Além disso, como vimos em nossa discussão da cuidadora, há um medo legítimo do estranho que está próximo-daquela pessoa que pode solicitar mais do que nos sentimos capazes de dar. Vimos que não podemos cuidar de todos. Quando tentamos fazê-lo, o próprio cuidado é reduzido a uma mera conversa sobre o cuidado. Devemos reconhecer, então, que uma ética do cuidado implica um limite em nossa obrigação (NODDINGS, 2003, p.113).
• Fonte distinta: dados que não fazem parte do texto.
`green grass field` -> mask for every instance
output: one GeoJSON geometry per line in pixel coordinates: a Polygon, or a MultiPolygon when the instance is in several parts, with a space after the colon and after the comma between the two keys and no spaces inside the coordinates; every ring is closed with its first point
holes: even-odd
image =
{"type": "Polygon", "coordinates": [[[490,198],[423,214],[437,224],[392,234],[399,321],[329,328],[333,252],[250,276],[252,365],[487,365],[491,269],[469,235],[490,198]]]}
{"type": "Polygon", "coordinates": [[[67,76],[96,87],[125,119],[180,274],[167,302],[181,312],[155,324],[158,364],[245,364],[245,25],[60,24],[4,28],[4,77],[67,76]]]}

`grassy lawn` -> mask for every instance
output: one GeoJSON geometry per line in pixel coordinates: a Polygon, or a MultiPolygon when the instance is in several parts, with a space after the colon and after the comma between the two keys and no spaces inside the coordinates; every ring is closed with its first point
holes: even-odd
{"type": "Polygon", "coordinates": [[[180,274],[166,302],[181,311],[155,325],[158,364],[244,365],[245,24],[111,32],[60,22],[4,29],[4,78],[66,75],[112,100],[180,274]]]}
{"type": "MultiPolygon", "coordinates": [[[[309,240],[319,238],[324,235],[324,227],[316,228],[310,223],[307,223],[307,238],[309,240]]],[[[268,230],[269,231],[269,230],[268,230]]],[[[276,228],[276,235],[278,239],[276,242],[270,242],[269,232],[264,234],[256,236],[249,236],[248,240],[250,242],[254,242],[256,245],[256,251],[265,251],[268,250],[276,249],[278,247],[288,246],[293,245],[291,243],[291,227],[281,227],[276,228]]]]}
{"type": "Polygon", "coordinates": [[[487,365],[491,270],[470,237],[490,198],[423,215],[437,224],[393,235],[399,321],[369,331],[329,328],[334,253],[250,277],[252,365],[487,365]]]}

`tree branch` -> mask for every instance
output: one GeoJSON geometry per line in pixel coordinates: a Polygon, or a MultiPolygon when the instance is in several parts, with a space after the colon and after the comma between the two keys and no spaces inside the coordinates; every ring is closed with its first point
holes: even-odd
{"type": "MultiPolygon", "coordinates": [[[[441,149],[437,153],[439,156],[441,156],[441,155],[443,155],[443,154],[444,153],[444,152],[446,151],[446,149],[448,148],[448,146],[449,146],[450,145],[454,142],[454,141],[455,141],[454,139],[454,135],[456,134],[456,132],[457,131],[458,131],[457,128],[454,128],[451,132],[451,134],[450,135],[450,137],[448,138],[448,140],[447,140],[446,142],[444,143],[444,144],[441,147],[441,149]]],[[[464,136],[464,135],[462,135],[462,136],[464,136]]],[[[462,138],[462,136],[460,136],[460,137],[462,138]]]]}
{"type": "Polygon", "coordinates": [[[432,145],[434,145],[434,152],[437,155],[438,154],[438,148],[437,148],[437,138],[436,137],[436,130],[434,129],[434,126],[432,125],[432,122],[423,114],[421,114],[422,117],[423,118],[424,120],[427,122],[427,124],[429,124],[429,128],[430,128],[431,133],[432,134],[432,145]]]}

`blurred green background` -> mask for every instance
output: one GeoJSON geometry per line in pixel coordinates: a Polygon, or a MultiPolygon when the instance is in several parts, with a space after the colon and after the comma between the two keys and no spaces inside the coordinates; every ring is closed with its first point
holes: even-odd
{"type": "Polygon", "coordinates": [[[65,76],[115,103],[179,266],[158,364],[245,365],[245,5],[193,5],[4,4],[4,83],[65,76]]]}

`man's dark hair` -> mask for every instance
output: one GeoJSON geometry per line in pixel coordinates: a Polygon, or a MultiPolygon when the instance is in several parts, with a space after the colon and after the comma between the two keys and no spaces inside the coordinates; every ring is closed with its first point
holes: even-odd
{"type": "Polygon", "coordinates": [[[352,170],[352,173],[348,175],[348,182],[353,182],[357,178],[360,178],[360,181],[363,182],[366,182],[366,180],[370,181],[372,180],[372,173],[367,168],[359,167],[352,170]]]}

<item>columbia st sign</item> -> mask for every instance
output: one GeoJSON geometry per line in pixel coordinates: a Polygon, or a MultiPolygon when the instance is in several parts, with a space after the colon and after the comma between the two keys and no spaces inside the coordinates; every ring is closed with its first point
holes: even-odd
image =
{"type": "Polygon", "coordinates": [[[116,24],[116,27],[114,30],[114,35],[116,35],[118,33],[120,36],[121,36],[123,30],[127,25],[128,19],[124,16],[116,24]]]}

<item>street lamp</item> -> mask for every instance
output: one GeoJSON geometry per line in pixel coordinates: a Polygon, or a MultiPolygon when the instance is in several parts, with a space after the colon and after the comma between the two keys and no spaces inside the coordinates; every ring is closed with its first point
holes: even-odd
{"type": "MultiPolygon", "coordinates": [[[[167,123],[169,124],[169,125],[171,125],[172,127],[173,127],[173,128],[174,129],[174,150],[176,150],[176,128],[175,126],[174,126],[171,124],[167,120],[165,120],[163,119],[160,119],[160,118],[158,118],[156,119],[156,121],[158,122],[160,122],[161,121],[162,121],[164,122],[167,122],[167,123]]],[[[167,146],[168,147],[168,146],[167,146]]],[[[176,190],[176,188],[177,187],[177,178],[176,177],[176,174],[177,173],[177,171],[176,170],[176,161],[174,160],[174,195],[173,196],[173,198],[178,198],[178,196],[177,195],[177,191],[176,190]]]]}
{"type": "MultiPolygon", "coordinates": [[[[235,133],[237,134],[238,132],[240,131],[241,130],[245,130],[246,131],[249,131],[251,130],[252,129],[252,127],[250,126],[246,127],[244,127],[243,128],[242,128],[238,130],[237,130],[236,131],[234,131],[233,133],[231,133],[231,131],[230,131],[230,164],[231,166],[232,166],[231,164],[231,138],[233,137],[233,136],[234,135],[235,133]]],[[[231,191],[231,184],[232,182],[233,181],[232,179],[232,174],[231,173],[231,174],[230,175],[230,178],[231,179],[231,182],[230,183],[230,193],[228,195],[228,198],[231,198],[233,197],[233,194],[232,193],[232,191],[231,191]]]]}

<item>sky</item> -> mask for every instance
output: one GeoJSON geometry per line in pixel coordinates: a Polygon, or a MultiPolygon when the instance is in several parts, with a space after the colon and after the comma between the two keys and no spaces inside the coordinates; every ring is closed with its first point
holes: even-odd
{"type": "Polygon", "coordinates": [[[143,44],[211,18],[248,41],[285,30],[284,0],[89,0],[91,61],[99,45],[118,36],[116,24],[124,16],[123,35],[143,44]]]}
Podemos aprofundar a questão do narcisismo, se consideramos o outro como uma projeção do eu, sendo assim, a cuidadora exerceria sua atenção e zelo ao outrem, não por um sentimento genuíno, mas porque o objeto do cuidado é seu reflexo, um exemplo disto seria os cuidados familiares, como já citado. Contudo, essa crítica da ética do cuidado ser narcisista gera um longo debate que não é foco desse trabalho, desse modo, deixo a questão em aberto, mas friso que Noddings não escapa de outros limites de sua própria teoria, como a restrição do cuidado, assim, ele não atingiria a todos e falha em uma pretensão universal, ocasionando pessoas sem cuidados, o que gera uma contradição. Observa-se que tal restrição atinge outras camadas, como a de gênero, mesmo a autora incentivando a participação masculina, pois ela cria uma hierarquia na qual as mulheres estariam mais aptas para o cuidar. Dito isso, o que quero indicar é que a mulher está mais próxima da ética do cuidado, mas que essa proximidade deve ser questionada e reavaliada, enquanto devemos encorajar a participação masculina, portanto, essa será a análise do tópico seguinte e representa a problemática desta pesquisa.